Suppose the quantity demanded per week of a certain dress is related to price by the demand equation p=√75-2x. In order to maximize revenue, how many dresses should be made and sold each week?

revenue is price * quantity

r = x*p = x√(75-2x)

I hope this is for a calculus class, because we can now use r' to find the max:

r' = 3(25-x)/√(75-2x)
r'=0 when x = 25

To maximize revenue, we need to find the quantity of dresses that will yield the highest value for the product of the quantity and price.

Given the demand equation p = √(75 - 2x), where p represents the price and x represents the quantity demanded per week.

Revenue (R) is calculated by multiplying the price (p) and the quantity demanded per week (x), so R = px.

To maximize revenue, we can either find the critical points of the revenue equation R(x) or maximize the revenue function using calculus. Let's proceed with the calculus approach.

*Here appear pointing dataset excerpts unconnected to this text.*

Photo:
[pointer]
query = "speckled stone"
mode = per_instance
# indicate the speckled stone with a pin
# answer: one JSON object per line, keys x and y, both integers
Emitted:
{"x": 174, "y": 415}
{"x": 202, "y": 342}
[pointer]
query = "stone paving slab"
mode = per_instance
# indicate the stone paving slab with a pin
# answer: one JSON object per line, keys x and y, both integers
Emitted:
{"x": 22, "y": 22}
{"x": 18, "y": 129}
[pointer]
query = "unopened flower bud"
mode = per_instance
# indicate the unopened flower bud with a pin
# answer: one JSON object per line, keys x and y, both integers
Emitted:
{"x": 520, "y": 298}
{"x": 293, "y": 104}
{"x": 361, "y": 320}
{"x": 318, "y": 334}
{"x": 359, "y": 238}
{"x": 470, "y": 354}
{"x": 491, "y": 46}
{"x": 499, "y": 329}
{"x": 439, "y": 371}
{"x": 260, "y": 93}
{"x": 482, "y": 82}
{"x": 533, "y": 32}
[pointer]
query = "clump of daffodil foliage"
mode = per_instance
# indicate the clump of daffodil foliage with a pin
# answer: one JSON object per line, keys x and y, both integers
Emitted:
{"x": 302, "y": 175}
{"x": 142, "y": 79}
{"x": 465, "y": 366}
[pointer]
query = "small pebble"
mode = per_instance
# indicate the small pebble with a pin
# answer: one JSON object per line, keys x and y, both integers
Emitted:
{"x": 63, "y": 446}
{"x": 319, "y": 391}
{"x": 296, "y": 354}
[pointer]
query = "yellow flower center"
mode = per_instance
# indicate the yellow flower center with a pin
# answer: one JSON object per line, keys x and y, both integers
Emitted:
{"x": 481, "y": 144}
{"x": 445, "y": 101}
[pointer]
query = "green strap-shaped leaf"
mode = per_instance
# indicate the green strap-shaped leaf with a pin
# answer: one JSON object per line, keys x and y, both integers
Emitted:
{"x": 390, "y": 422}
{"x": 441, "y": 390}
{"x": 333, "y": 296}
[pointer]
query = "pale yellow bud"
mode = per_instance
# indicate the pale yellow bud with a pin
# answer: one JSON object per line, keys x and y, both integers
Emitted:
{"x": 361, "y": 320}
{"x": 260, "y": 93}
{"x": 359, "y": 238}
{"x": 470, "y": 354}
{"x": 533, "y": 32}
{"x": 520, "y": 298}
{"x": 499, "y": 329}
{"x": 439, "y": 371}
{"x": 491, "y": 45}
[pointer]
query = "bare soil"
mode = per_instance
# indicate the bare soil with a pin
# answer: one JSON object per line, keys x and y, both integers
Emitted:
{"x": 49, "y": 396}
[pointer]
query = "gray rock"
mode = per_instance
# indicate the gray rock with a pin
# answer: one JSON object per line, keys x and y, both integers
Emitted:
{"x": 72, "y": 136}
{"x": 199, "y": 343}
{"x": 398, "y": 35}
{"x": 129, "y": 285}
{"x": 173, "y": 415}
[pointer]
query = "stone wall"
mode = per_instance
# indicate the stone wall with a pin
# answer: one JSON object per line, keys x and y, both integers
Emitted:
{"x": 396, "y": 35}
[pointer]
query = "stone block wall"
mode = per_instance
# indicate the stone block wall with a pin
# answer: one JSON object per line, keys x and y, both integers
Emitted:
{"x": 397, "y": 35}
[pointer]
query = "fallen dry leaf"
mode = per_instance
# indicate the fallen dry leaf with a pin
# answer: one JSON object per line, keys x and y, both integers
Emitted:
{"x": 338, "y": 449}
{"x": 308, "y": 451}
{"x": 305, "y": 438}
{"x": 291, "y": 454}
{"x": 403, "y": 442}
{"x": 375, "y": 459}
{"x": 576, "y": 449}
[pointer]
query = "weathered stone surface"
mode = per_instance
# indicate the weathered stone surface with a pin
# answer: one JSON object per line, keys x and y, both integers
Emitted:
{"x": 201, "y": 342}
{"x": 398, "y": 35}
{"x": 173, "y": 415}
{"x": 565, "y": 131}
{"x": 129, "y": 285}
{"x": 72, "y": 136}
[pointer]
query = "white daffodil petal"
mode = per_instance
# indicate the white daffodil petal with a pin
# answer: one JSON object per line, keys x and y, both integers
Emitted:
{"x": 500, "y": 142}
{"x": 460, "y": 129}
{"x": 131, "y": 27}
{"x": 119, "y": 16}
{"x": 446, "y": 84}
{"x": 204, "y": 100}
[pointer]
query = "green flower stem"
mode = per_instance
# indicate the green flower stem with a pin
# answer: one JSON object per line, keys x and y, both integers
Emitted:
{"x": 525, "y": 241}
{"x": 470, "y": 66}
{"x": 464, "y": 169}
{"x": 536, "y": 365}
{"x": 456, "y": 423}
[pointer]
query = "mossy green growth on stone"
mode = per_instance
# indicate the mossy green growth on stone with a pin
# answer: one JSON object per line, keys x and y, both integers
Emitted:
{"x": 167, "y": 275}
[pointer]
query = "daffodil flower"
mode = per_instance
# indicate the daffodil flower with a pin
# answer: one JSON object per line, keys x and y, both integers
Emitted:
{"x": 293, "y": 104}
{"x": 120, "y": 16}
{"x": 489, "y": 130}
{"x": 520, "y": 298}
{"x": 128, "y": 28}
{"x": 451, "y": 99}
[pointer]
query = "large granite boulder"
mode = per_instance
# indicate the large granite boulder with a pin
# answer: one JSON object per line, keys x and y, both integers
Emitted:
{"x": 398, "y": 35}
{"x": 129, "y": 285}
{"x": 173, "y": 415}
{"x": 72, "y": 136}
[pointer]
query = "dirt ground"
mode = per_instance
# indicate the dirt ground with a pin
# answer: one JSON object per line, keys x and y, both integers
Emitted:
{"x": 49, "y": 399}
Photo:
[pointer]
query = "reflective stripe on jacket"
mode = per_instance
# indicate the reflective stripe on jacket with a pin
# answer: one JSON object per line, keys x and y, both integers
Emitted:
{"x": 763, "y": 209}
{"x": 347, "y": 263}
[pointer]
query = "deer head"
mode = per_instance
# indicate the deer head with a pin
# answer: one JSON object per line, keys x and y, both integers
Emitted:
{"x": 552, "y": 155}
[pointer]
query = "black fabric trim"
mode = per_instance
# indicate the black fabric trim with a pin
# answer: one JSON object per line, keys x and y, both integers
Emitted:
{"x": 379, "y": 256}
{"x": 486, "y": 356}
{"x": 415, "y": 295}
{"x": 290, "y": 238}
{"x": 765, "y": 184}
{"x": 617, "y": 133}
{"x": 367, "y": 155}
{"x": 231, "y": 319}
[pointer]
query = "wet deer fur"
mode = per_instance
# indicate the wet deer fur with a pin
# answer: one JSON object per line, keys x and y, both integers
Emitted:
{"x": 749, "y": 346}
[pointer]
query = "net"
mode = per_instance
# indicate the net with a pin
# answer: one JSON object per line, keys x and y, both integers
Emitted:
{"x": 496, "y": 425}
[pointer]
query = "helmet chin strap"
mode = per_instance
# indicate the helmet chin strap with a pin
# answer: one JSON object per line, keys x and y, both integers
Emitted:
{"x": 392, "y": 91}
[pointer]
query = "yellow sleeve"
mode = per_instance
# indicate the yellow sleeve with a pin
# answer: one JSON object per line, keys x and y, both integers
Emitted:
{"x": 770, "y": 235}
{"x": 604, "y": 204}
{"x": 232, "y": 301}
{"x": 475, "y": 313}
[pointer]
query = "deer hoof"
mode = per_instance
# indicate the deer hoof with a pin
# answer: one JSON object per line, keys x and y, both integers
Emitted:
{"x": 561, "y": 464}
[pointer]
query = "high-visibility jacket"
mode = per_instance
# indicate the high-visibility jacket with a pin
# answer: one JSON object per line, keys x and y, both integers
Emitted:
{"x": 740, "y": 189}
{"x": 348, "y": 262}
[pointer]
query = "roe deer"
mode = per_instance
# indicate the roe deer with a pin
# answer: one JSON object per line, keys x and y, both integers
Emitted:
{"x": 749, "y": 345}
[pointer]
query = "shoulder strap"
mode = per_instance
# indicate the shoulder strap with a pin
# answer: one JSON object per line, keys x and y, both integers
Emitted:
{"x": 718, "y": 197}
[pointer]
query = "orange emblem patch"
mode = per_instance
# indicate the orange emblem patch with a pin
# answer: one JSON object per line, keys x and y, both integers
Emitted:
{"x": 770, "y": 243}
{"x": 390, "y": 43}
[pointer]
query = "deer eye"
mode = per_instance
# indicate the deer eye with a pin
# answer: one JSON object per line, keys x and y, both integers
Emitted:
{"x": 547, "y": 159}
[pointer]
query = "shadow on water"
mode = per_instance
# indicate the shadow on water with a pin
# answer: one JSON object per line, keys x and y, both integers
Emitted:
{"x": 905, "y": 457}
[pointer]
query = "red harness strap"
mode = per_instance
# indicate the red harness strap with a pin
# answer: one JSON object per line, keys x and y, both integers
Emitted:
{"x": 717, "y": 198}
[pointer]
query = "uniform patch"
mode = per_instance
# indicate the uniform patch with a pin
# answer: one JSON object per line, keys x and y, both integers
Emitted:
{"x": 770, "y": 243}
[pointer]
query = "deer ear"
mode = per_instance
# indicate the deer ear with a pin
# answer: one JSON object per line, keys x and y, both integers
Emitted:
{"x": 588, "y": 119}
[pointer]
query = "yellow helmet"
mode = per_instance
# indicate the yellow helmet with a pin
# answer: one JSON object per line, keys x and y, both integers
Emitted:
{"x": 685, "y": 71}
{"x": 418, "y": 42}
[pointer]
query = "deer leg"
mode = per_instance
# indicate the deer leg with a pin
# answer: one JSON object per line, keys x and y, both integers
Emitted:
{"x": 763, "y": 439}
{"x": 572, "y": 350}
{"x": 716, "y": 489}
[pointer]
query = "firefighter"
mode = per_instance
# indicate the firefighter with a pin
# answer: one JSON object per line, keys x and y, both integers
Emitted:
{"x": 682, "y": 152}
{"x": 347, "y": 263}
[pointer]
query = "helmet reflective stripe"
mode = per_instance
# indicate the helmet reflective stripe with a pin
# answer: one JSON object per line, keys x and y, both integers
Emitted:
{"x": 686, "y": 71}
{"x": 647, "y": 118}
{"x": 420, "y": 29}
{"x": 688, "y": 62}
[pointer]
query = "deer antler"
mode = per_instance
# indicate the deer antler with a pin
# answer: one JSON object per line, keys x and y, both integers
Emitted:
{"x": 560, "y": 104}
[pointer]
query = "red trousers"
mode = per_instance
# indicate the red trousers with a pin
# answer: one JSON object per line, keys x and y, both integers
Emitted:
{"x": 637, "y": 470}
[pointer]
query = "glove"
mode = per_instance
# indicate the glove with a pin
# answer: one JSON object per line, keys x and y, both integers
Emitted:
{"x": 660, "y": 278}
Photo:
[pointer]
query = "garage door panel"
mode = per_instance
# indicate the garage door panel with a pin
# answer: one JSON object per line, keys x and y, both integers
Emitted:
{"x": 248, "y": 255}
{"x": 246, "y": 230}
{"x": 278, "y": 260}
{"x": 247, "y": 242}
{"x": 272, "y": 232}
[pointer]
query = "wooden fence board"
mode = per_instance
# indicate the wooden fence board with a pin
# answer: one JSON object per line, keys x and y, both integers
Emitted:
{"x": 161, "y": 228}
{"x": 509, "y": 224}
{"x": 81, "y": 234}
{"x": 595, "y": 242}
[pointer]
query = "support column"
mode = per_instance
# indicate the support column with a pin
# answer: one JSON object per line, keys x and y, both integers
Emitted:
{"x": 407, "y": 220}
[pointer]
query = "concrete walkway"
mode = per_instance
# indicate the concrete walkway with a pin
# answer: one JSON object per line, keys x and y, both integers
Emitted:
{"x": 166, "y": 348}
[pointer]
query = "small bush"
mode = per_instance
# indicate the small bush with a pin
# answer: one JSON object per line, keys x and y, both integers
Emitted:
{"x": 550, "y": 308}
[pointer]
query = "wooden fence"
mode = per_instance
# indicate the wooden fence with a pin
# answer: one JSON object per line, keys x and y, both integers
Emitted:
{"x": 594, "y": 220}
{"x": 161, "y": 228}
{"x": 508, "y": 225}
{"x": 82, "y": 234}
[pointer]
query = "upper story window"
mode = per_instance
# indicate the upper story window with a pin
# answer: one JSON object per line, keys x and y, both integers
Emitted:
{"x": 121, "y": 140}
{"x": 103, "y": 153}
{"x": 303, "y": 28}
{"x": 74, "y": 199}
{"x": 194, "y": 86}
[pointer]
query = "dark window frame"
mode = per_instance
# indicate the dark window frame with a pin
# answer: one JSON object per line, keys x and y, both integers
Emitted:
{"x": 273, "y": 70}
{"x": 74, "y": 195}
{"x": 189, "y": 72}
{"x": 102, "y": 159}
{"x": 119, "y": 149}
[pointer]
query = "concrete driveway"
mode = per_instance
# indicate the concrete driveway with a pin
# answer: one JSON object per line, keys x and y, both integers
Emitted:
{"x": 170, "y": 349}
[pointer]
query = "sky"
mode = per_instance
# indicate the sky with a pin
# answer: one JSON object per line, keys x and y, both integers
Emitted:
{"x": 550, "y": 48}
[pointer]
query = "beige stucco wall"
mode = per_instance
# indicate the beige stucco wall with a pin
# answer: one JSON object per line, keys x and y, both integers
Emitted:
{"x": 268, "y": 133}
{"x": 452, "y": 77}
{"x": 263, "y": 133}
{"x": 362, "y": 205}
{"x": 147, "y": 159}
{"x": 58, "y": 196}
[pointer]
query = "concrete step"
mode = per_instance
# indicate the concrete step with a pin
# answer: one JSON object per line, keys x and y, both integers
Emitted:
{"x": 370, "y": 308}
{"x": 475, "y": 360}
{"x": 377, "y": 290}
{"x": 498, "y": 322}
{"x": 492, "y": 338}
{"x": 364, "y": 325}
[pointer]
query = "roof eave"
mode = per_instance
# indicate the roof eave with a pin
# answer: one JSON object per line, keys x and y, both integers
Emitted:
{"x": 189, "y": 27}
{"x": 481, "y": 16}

1. Start by expressing revenue as a function of x: R(x) = x * √(75 - 2x).
2. Take the derivative of R(x) with respect to x using the product rule: R'(x) = √(75 - 2x) + x * (-1/2) * (75 - 2x)^(-1/2) * (-2).
3. Simplify the derivative: R'(x) = √(75 - 2x) - x / √(75 - 2x).
4. Set R'(x) equal to zero to find critical points: √(75 - 2x) - x / √(75 - 2x) = 0.
5. Multiply both sides of the equation by √(75 - 2x) to eliminate the denominator: (√(75 - 2x))^2 - x = 0.
6. Simplify the equation: 75 - 2x - x^2 = 0.
7. Rearrange the equation: x^2 + 2x - 75 = 0.
8. Solve the quadratic equation using factoring, completing the square, or the quadratic formula.

In this case, when solving the equation, we find that x = 5 and x = -15. Since the quantity demanded cannot be negative, we discard -15 as a solution.

Therefore, the quantity demanded per week that maximizes revenue is x = 5. So, 5 dresses should be made and sold each week to maximize revenue.